Barplot of tau_1 value for each feature.

plot_validation_study(test_data, test_labels, num_drawings, num_permutations, metric='mcc', alpha=0.05)
Two validation studies based on a Student’s t-test. The null-hypotheses claim that
  • RENT is not better than random feature selection.
  • RENT performs equally well on the real and a randomly permutated target.

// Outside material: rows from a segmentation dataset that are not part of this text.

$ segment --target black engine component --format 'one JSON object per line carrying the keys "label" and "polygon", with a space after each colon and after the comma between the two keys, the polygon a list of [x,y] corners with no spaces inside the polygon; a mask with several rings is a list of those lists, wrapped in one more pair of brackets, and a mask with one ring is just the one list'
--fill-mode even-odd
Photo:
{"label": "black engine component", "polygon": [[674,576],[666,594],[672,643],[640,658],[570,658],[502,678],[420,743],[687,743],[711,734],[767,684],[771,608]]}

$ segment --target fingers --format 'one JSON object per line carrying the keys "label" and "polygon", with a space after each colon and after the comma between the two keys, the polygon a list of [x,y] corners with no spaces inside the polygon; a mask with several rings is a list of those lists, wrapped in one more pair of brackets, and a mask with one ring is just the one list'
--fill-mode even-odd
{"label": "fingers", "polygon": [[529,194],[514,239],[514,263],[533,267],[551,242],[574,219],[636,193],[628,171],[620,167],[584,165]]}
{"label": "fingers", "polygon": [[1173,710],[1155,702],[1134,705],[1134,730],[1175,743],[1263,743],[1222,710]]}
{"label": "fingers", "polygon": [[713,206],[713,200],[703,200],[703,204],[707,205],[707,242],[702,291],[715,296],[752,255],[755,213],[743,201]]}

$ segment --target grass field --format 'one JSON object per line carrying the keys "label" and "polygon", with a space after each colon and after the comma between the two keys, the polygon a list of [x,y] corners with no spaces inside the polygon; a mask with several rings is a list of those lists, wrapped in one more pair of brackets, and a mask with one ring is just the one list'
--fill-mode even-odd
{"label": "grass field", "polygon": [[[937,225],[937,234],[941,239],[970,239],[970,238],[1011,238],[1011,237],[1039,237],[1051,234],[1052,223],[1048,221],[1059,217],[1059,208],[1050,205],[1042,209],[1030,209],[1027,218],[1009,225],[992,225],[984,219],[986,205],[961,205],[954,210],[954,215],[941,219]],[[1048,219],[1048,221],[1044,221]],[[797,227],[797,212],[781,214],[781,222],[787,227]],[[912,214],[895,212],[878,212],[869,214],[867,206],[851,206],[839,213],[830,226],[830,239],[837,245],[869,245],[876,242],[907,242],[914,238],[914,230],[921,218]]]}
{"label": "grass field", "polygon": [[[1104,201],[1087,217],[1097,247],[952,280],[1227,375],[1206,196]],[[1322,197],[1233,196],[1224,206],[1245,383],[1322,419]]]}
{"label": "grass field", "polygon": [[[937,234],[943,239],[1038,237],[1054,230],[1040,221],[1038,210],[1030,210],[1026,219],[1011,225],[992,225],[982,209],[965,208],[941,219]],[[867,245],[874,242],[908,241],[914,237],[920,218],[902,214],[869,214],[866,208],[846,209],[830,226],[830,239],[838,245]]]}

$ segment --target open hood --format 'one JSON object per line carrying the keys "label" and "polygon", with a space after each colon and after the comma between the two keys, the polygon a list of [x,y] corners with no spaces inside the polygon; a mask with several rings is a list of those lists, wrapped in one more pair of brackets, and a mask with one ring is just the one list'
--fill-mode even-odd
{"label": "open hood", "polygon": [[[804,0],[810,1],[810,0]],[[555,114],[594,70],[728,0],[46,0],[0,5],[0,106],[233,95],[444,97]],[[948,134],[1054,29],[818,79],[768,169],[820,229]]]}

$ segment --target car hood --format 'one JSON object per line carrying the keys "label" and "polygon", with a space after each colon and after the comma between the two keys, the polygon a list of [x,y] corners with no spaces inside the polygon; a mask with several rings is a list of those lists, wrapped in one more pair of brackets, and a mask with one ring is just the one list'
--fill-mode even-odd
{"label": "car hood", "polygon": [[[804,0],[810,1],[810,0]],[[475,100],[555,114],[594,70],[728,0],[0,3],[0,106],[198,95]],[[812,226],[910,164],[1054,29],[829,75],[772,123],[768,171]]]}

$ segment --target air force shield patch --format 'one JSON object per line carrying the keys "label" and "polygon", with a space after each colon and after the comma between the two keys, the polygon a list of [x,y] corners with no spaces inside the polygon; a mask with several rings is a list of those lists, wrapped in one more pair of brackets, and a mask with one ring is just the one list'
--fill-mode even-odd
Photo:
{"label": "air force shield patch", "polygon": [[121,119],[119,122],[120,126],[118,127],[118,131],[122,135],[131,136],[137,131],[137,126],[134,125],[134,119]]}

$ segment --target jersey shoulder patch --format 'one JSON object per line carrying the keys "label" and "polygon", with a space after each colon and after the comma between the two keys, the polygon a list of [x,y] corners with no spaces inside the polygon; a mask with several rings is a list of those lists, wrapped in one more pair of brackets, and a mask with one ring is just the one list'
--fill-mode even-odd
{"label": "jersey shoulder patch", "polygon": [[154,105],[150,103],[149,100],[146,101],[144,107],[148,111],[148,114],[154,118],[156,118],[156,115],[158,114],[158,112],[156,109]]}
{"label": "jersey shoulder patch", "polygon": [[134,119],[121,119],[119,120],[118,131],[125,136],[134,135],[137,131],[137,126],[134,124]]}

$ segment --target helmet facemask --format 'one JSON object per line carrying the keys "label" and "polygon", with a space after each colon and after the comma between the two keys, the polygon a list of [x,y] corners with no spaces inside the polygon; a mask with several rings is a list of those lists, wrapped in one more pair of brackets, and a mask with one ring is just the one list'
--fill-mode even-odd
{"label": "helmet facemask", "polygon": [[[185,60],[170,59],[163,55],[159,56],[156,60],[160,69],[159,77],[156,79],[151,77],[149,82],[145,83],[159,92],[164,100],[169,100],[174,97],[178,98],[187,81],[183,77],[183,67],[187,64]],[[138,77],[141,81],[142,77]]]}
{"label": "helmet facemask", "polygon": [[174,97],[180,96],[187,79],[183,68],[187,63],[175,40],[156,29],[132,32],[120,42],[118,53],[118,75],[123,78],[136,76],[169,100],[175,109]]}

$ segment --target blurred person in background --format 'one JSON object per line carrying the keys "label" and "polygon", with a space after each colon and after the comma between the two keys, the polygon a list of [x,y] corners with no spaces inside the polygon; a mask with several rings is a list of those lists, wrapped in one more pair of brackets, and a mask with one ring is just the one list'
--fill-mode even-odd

If poly='ON' or poly='ON_only_interactions' in the RENT initialization, the test data is automatically polynomially transformed.

Parameters:
  • test_data (<numpy array> or <pandas dataframe>) – Dataset, used to evalute predictive models in the validation study. Must be independent of the data, RENT is computed on.
  • test_lables (<numpy array> or <pandas dataframe>) – Response variable of test_data.
  • num_drawings (<int>) – Number of independent feature subset drawings for VS1.
  • num_permutations (<int>) – Number of independent test_labels permutations for VS2.
  • metric (<str>) –

    The metric to evaluate K models. Default: metric='mcc'. Only relevant for classification tasks. For regression R2-score is used.

    • scoring='accuracy' : Accuracy
    • scoring='f1' : F1-score
    • scoring='precision' : Precision
    • scoring='recall': Recall
    • scoring='mcc' : Matthews Correlation Coefficient
  • alpha (<float>) – Significance level for the t-test. Default alpha=0.05.
select_features(tau_1_cutoff=0.9, tau_2_cutoff=0.9, tau_3_cutoff=0.975)

Selects features based on the cutoff values for tau_1_cutoff, tau_2_cutoff and tau_3_cutoff.

Parameters:
  • tau_1_cutoff (<float>) – Cutoff value for tau_1 criterion. Choose value between 0 and 1. Default: tau_1=0.9.
  • tau_2_cutoff (<float>) – Cutoff value for tau_2 criterion. Choose value between 0 and 1. Default:tau_2=0.9.
  • tau_3_cutoff (<float>) – Cutoff value for tau_3 criterion. Choose value between 0 and 1. Default: tau_3=0.975.
Returns:

Array with selected features.

Return type:

<numpy array>

set_enet_params(C, l1_ratio)

Set hyperparameter combination of C and l1_ratio, that is used for analyses. Only useful if autoEnetParSel=False.

Parameters:
  • C (<float>) – Regularization parameter.
  • l1_ratio (<float>) – l1 ratio with value in [0,1].
train()

If autoEnetParSel=False, this method trains K * len(C) * len(l1_ratios) models in total. The number of models using the same hyperparamters is K. Otherwise, if the best parameter combination is selected with cross-validation, only K models are trained. For each model elastic net regularisation is applied for feature selection. Internally, train() calls the run_parallel() function for classification or regression, respectively.